Nit: s/$bubbleable_metadata/BubbleableMetadata/
Given only tiny nits that can be fixed upon commit: RTBC+1.
Comment #168
Fabianx CreditAttribution: Fabianx for Drupal Association commented+1 to #165 and #166, the docs around the bubbleable metadata parameter have been the weakest point of the patch (in my re-review yesterday), so I am very glad to see that improved! :)
=> Still RTBC
Proposed commit message:
- alexpott, Gabort and catch had been on the original call that discussed this.
- Dave Reid reviewed this as subsystem maintainer.
- I have done lots of reviews on this issue.
Comment #169
effulgentsia CreditAttribution: effulgentsia at Acquia commentedFixed #167. Checked the commit credit boxes suggested in #168.

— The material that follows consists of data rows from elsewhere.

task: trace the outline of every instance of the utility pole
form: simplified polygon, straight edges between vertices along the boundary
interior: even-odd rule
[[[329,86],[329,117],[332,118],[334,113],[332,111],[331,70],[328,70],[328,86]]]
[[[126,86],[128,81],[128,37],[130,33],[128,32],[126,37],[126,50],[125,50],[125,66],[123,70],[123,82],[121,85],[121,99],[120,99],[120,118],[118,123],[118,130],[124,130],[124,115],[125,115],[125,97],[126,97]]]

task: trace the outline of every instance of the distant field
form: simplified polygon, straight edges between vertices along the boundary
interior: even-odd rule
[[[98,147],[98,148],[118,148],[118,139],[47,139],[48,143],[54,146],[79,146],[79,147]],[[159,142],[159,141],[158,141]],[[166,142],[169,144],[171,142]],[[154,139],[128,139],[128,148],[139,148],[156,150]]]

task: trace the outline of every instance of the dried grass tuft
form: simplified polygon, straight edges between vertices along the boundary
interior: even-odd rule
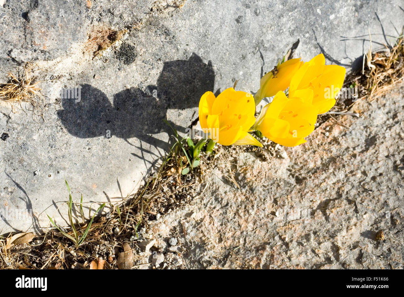
[[[34,114],[43,118],[44,97],[38,85],[40,81],[37,80],[35,75],[38,70],[34,68],[34,64],[28,63],[23,69],[7,73],[7,82],[0,84],[0,100],[9,103],[13,113],[15,112],[16,106],[21,107],[21,103],[28,103],[32,106]]]

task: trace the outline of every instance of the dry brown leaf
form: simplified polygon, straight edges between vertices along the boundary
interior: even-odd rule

In school, I learned it as always needing a comma, but I don't know what's "right" these days, so left it alone.
Comment #170
effulgentsia CreditAttribution: effulgentsia at Acquia commentedIf someone could update the CR to reference BubbleableMetadata instead of CacheableMetadata, that would be helpful.
Comment #171
Gábor HojtsyI believe I updated it properly: https://www.drupal.org/node/2528662/revisions/view/8695782/8699842
Comment #172
Wim Leers#171: thanks! I added further clarifications: https://www.drupal.org/node/2528662/revisions/view/8699842/8699972.
Comment #173
dawehnerThank you gabor! Should we describe that the other object could also implement AttachmentsInterface?
Comment #174
Wim Leers#173: I added that, see the diff in #172.
Comment #176
effulgentsia CreditAttribution: effulgentsia at Acquia commentedPushed to 8.0.x and published the CR. Thanks all!